[openib-general] SDP_CONN_LOCK

Thu Feb 17 15:25:39 PST 2005

Quoting r. Libor Michalek <libor at topspin.com>:
> Subject: Re: [openib-general] SDP_CONN_LOCK
> 
> On Fri, Feb 18, 2005 at 12:13:30AM +0200, Michael S. Tsirkin wrote:
> > Quoting r. Libor Michalek <libor at topspin.com>:
> > > On Thu, Feb 17, 2005 at 11:29:37PM +0200, Michael S. Tsirkin wrote:
> > > > Quoting r. Libor Michalek <libor at topspin.com>:
> > > > > On Thu, Feb 17, 2005 at 05:35:17PM +0200, Michael S. Tsirkin wrote:
> > > > > > Hi, Libor!
> > > > > > Could you please explain what are the SDP_CONN_LOCK
> > > > > > and friends doing in SDP?
> > > > > > 
> > > > > > It seems they just implement exclusive access to socket,
> > > > > > but if so, why is a simple semaphore or mutex not used?
> > > > > 
> > > > >   They do implement exclusive access to the socket, but they implement
> > > > > exclusive access from both process and irq context, which is why a
> > > > > semaphore was not used. In interrupt context SDP_CONN_LOCK_BH is used
> > > > > to lock the connection, look in sdp_cq_event_handler() for it's use,
> > > > > and in process context SDP_CONN_LOCK is used.
> > > > 
> > > > I dont really understand how it works.
> > > > When an interrupt arrives while users != 0, it seems you are
> > > > calling scheduler().
> > > > What is sdp_conn_internal_lock doing? I understand it is to be called
> > > > from interrupt context, but how can it call scheduler() then?
> > > 
> > >   SDP_CONN_LOCK and SDP_CONN_UNLOCK are never called from interrupt
> > > context, only from process context. The spinlock conn->lock.slock
> > > is called in interrupt context and process context before the 'users'
> > > variable is changed or read.
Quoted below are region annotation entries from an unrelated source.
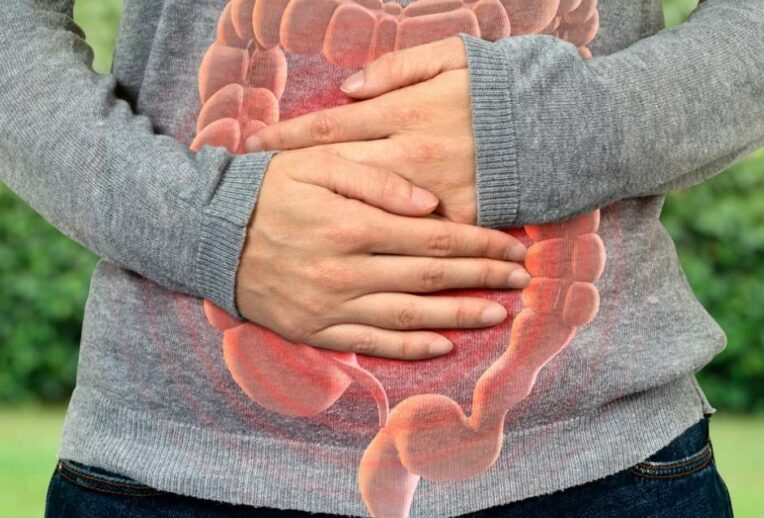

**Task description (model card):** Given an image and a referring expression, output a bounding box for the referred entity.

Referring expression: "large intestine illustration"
[191,0,606,518]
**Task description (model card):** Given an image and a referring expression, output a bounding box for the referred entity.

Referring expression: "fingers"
[244,98,394,153]
[340,37,467,99]
[307,324,453,360]
[290,153,439,216]
[356,255,531,293]
[368,214,527,261]
[342,293,507,330]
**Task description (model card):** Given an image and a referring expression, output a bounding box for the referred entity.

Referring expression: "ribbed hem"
[459,33,520,228]
[196,152,275,320]
[59,375,705,518]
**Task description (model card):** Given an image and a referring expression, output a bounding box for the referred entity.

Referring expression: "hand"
[245,37,477,225]
[236,148,529,360]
If users != 0, then the connection is in
> > > use by process context. If the connection is in use then another lock
> > > request in process context will sleep until users == 0, if the connection
> > > is in use then a lock request in interrupt context will mark the
> > > connection as having had an event and return. When a process context
> > > lock holder releases the lock, it checks if there has been an interrupt
> > > event, which it then processes by draining and arming the CQ, and it
> > > wakes any process context waiting for the lock.
> > 
> > Cant all this be done by a semaphore in process context, and 
> > down_trylock in interrupt context?
> > The "connection has an event" bit could be protected by a spinlock.
> 
>   The CQ draining happens inside of the spinlock. If the CQ drain
> happened in process context inside of a semaphore, then there is
> a race condition for the interrupt between checking the semaphore
> and setting the spinlock protected "connection event bit". The
> CQ drain and the "event bit" have to happen under the same lock
> to avoid the race. 
> 
>   If you move the CQ drain and the "event bit" into the same spinlock
> where do you put the semaphore? In process context the spin would
> need to be inside the semaphore lock, but in interrupt context the
> semaphore down_trylock and up are inside the spinlock. Now there would
> be a race between spin_unlock() followed by up() in process context
> and spin_lock() followed by down_trylock() in interrupt context.
> 
>    spin_unlock()
>                   spin_lock()
>                   down_trylock()
>    up()
> 
> 
> -Libor
> 

Since CQ drain is protected by spinlock - move it outside the semaphore?

process:

down
stuff
up

lock
check bit and arm
drain
unlock

interrupt:

lock
down_trylock
set bit
up
unlock

Anyway, this flow is just an optimisation - so I wander how much does it help,
actually. My understanding this is a backport from gen1, but what was
a useful optimisation for gen1 may not be for gen2.
gen2 event flow is much faster than gen1 - it is possible
all the extra locking and complications are not worth it with mthca.
I know this is what my attempts to switch to polling in ip over ib show.

-- 
MST - Michael S. Tsirkin